Ms Moore’s article brings to light what appears to be her father’s decades long violation of his wedding vows. This was an offense of the most serious nature. Any person who has extra-marital relations commits an offense. This is true whichever party is married: whether clergy or lay, same-sex or heterosexual. Whatever the circumstances, it is family relationships which are broken. And, indeed a point of Ms Moore’s article would seem to be just that: the relationships between Bishop Moore and Ms Moore and her mother indeed were evidently severely damaged. The preservation of those relationships is an important aspect of the Christian life and of course of the life of its ordained ministry. Actions such as those which Ms Moore reports are wrong and could quite conceivably result in the most severe penalties that the church can apply to an ordained person.
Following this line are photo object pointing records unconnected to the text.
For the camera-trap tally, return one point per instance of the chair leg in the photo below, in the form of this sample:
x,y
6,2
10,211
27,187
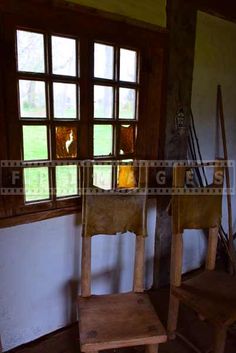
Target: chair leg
x,y
172,316
152,348
219,340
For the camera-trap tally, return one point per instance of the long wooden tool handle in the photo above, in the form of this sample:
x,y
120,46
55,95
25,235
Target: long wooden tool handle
x,y
220,113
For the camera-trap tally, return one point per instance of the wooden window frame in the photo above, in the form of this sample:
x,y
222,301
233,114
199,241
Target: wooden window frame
x,y
88,27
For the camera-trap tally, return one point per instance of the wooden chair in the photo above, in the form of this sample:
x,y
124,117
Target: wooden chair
x,y
116,320
211,294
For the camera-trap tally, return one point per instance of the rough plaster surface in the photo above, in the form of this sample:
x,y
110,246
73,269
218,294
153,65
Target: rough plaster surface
x,y
151,11
40,271
215,54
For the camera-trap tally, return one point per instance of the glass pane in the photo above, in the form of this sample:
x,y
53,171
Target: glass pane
x,y
35,142
66,142
103,102
66,180
102,140
128,65
127,136
64,100
127,103
36,182
126,177
63,56
103,61
102,176
30,51
32,99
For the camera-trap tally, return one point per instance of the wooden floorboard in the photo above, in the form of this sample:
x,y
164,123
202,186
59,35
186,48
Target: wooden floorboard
x,y
198,332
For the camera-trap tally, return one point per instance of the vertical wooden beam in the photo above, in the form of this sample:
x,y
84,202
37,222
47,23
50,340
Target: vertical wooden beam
x,y
176,259
220,334
139,264
152,348
86,267
212,248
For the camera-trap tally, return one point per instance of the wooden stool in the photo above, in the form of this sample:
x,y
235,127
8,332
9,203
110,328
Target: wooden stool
x,y
211,294
116,320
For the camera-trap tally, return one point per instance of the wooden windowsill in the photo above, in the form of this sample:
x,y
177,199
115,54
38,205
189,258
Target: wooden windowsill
x,y
38,216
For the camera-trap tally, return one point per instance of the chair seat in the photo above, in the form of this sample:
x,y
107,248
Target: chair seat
x,y
211,294
118,320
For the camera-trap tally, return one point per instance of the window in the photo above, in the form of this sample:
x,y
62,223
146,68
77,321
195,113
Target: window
x,y
75,87
115,108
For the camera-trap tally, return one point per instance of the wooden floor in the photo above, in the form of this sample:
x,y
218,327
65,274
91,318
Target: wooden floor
x,y
198,332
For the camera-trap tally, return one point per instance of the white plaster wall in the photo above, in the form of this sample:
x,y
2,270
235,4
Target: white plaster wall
x,y
40,271
215,54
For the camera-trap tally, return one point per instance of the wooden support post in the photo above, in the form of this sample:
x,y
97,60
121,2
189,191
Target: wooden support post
x,y
139,264
176,271
212,248
86,267
220,113
176,259
152,348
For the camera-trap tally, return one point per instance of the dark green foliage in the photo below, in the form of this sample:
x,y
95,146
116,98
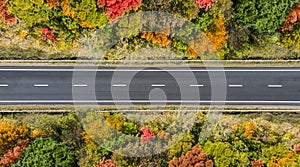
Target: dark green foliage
x,y
263,16
224,155
46,152
204,21
32,12
184,8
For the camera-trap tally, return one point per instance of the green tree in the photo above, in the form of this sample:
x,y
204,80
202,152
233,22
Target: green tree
x,y
263,16
46,152
224,155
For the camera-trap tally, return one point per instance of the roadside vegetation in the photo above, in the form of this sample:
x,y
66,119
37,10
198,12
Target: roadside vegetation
x,y
252,139
239,29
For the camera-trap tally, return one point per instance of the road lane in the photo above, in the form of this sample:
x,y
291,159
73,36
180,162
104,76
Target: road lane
x,y
55,85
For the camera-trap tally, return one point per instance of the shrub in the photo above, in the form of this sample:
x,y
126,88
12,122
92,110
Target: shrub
x,y
257,163
223,154
184,8
147,134
205,3
12,155
196,157
249,129
90,152
116,9
84,12
154,157
105,163
5,14
32,16
279,155
182,147
52,3
10,134
46,33
217,33
297,148
292,37
262,16
157,38
293,17
46,152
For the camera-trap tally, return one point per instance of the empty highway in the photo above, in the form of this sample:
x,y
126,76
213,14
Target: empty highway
x,y
108,86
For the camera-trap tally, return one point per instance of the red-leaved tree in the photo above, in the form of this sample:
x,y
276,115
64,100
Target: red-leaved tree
x,y
117,8
257,163
293,17
105,163
297,148
5,15
204,3
47,34
147,134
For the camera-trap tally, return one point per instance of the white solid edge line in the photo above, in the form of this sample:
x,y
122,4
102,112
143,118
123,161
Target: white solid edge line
x,y
140,101
119,85
3,85
235,86
40,85
158,85
157,70
80,85
196,85
275,86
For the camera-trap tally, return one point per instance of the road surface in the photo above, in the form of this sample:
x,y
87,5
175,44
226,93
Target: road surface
x,y
108,86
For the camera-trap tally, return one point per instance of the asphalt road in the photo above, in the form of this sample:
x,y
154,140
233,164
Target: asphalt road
x,y
196,86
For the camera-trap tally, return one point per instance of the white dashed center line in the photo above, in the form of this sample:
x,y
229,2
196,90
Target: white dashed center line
x,y
80,85
119,85
275,86
41,85
197,85
158,85
235,86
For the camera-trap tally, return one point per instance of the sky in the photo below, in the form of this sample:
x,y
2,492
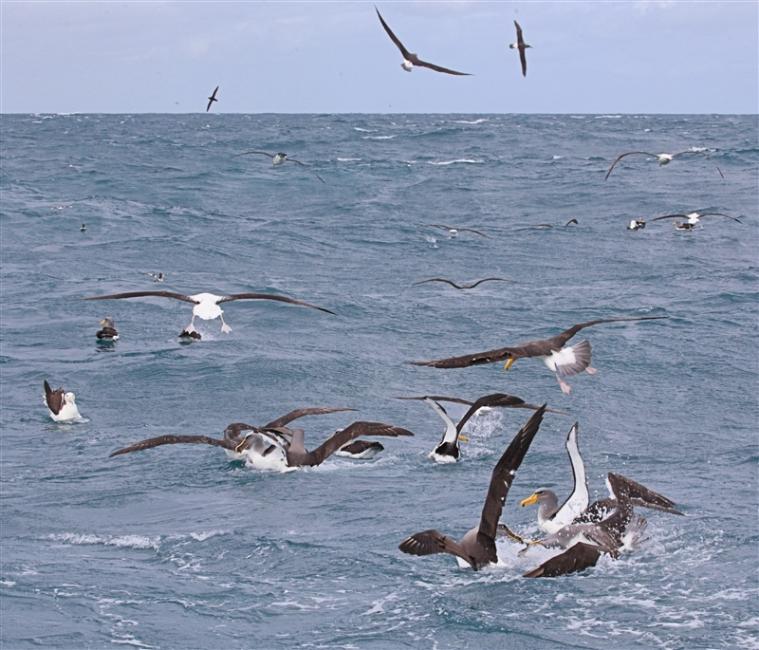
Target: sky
x,y
636,56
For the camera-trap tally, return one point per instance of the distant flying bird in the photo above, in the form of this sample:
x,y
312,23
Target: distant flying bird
x,y
409,58
661,158
212,98
462,286
521,46
206,305
278,159
694,218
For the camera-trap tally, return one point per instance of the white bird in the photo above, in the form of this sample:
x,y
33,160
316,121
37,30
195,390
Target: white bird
x,y
206,305
61,405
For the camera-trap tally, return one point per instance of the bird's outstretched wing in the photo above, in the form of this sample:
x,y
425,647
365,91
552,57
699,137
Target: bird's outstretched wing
x,y
302,412
174,440
141,294
271,296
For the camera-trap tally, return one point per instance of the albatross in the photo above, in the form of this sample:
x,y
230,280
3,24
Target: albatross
x,y
448,450
477,548
562,359
276,446
521,46
661,158
409,58
61,405
206,305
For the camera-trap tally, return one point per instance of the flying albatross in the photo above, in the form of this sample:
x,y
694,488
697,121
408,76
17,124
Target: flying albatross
x,y
455,285
206,305
693,218
279,158
275,446
606,530
477,547
560,358
409,58
661,158
521,46
448,450
61,405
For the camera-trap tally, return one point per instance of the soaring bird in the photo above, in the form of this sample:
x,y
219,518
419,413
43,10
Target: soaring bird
x,y
477,547
409,58
521,46
212,98
560,358
206,305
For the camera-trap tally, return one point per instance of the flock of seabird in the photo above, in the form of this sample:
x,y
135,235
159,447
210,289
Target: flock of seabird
x,y
582,531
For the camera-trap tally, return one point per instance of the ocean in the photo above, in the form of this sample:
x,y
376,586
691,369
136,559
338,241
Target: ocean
x,y
177,547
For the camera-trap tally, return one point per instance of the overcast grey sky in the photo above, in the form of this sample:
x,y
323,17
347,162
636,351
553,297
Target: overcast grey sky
x,y
329,57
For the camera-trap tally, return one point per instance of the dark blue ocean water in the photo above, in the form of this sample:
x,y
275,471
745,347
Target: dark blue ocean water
x,y
178,548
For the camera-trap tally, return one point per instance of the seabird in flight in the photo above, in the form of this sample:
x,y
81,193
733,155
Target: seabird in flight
x,y
212,98
477,548
108,332
61,405
275,446
693,218
448,450
409,58
471,285
521,46
560,358
206,305
278,159
661,158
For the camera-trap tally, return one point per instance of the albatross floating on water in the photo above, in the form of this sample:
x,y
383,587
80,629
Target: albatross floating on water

But there is more. It appears as well that Bishop Moore violated his ordination vows in another respect. The long term extra-marital relationship that his daughter describes was begun, according to her account, with a young man who had come to the Bishop for counseling. That inappropriate relationship is a fundamental violation of an ordained person’s vow to minister to the needs of those entrusted to his or her care; never is this more so than when working with the vulnerable who have come seeking pastoral care. Sadly the violation of trust that Ms Moore reports is consistent with behavior recorded in complaints about Bishop Moore’s exploitative behavior received by the office of the Bishop of New York. As Canon Law required, the concerns of those complainants (who wished their identities held in confidence) were duly conveyed to the then Presiding Bishop Edmond Browning for disposition.

Though A Bishop’s Daughter reveals Paul Moore to have been a vastly more complex man than many of us who admired and respected him ever knew, and though there can be no excuse for the enormity of the betrayal of personal trust that he perpetrated in his private life, yet similarly there can be no diminution of the greatness, the nobility even, of the purposes and goals of his public life. We are left seeing a deeply flawed man in desperate need of God’s merciful grace. As are we all.

Faithfully yours,

+ Mark Sisk, Bishop of New York

1 Comment

LibbyMarch 1st, 2008 at 4:30 am

The New Yorker podcast for the March 3 edition is an interview with Honor Moore, who speaks of her father with great love, admiration, and sympathy. She touches on this issue–why write this?–and comes to the conclusion that in the writing she got to know and sympathize with her father more than she had in life. That doesn’t, of course, answer the question–why publish?–but it may hint at it as well. I haven’t seen the issue yet (my New Yorkers get here late) so I can’t speak to the tone of the piece, but she was quite open and forthright in the interview.